Another Canadian wolf expert Paul Paquet, said during the inquest that Carnegie was likely killed by a bear, but could have been killed by wolves.
The witnesses on the scene thought differently.
They found the engineering student surrounded by a pack of wolves and identified the tracks near the body as wolves.
“Collectively, there is little doubt in my mind that these two exceptionally qualified witnesses correctly identified wolves as the species killing and consuming Kenton Carnegie, but also correctly read the process of events as evidenced by the track and sign patterns in the snow,” Geist wrote.

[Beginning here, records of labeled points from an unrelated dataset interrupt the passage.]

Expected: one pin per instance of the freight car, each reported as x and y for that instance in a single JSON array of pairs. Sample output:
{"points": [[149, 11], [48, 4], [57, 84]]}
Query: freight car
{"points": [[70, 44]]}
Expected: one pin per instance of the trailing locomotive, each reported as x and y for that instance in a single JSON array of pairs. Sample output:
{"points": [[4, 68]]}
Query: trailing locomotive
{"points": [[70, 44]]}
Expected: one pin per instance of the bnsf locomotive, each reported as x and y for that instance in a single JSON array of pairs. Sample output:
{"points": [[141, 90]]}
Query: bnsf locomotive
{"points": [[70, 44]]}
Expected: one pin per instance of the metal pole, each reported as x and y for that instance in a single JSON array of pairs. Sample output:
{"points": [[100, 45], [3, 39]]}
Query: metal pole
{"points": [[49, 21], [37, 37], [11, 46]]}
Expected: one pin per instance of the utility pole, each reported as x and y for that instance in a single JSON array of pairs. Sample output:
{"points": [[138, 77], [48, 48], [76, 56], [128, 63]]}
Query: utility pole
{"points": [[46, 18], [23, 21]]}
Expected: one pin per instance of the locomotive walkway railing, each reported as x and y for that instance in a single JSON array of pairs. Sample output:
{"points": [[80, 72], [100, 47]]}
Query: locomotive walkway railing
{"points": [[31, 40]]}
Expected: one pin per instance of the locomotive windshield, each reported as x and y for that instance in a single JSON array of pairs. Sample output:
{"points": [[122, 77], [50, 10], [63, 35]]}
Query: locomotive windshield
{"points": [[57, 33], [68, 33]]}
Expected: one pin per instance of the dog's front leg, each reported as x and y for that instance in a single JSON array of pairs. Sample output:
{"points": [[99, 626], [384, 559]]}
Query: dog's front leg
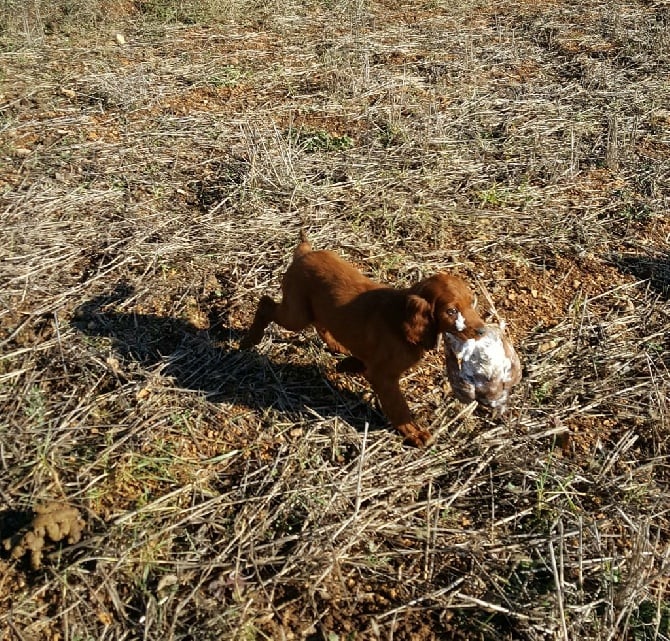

Wolves and other animals had become habituated eating a large garbage dump left by the mining company and its workers. They and other wild animals had lost their fear of humans.
“I'd put in the same category as ‘O.J. Simpson is innocent,’ ” Paquet, told the Daily News.
No one witnessed the attack. An overnight snow covered much of the tracks and the rarity wolves getting close to people drives his doubts, the Daily News said. The position of the body and the wounds suggested to Paquet that it was a bear that ate him.
Needless to say, environmental groups believe Paquet.
Anti-wolf advocates now have the evidence they have been hoping for to paint the predator as the bloodthirsty threat to children and lone backcountry hikers they have always suggested.
“The story of Kenton Carnegie’s death and the struggle of his parents to find the truth against political bias stands as a precursor to events that may all to soon unfold in Idaho,” said John Runft, the attorney who wrote the anti-wolf initiative that Stanley lodge owner Ron Gillett is circulating.
One thing is certain. Westerners are going to hear the name of Kenton Carnegie a lot in the next few years as the debate over wolves continues.